Now you have a spell-checker to show off! (A former student recently told me she got a job interview because of her spell-checker code from a similar assignment, so there's that.)

Section (b): Designing Regular Expressions [5 pts]

This section is independent of the others.

In regexes.py, complete the functions to look for the appropriate patterns in a text by filling in the appropriate regular expressions.

Running the program

python regexes.py
checks the matches against the "gold standard" file data/goldregex.pkl of results for each pattern.

You might find this Coursera video useful. Pythex is a nice interactive way to test your regexes. The demo code from class is posted online for your reference.

Section (c): Designing Context-Free Grammars [18 pts]

This section is independent of the others.

Examine the sentences in data/sentences.txt. You need to design a context-free grammar that will accept all of the valid sentences (those not prefixed by *), and none of the invalid sentences (those prefixed with *).

data/grammar.cfg contains the beginnings of the grammar. Running

python parsecfg.py g
generates several random sentences from this grammar.

Add and modify the rules to be consistent with data/sentences.txt. All your rules must be in Chomsky Normal Form.

  • Running the provided parsecfg.py code like so:
    python parsecfg.py p
    verifies that your grammar is correct, and also shows which of the sentences were parsed by your grammar, using the CKY algorithm from class. Tweak the grammar until all valid sentences parse and none of the invalid ones do. Try to name your non-terminals in a linguistically meaningful way, but technically, the names can be arbitrary.

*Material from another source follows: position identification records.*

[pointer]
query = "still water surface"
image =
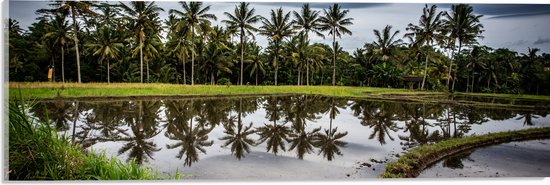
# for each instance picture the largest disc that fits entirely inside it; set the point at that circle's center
(273, 137)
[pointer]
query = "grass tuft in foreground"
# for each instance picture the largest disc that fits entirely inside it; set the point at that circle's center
(415, 160)
(36, 152)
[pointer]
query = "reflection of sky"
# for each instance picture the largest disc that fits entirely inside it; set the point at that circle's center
(219, 163)
(514, 26)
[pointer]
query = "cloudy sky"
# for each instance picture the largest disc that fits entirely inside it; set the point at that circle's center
(514, 26)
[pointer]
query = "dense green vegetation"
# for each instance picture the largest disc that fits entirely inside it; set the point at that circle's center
(36, 152)
(415, 160)
(128, 42)
(67, 90)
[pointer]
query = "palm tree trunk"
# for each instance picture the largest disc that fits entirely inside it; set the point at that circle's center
(192, 56)
(307, 74)
(299, 74)
(454, 79)
(63, 64)
(276, 67)
(108, 72)
(425, 69)
(333, 57)
(183, 62)
(141, 57)
(75, 114)
(473, 78)
(450, 66)
(76, 43)
(242, 54)
(212, 78)
(53, 68)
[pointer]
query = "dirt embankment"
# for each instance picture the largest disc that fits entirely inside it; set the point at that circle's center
(415, 161)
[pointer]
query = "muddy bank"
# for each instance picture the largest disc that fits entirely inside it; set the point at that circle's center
(415, 161)
(515, 159)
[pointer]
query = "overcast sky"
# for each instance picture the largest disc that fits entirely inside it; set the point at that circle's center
(513, 26)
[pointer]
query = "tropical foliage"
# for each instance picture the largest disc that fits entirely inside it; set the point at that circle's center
(129, 42)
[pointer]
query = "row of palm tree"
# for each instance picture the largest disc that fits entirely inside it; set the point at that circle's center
(120, 33)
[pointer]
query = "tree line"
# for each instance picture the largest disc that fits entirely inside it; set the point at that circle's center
(128, 42)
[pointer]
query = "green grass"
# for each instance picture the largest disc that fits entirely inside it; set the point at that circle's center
(52, 90)
(512, 96)
(415, 160)
(36, 152)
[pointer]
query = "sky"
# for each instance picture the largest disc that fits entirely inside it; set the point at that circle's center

    Tip: the Grammar.parse method takes an optional verbose argument that prints the CKY parsing matrix. When "debugging" your grammar, you may find it useful to pass verbose as True in the calls to parse in the main block.
  • Run
    python parsecfg.py g
    to generate sentences from your grammar. Do any of them seem ungrammatical to you? Answer the second and third questions in reflection.md.

Misc [5 pts]

  • Answer the remaining questions in reflection.md.
  • Fill out README.md and submit your work correctly.
  • Check that your code is reasonably documented, elegant, and efficient.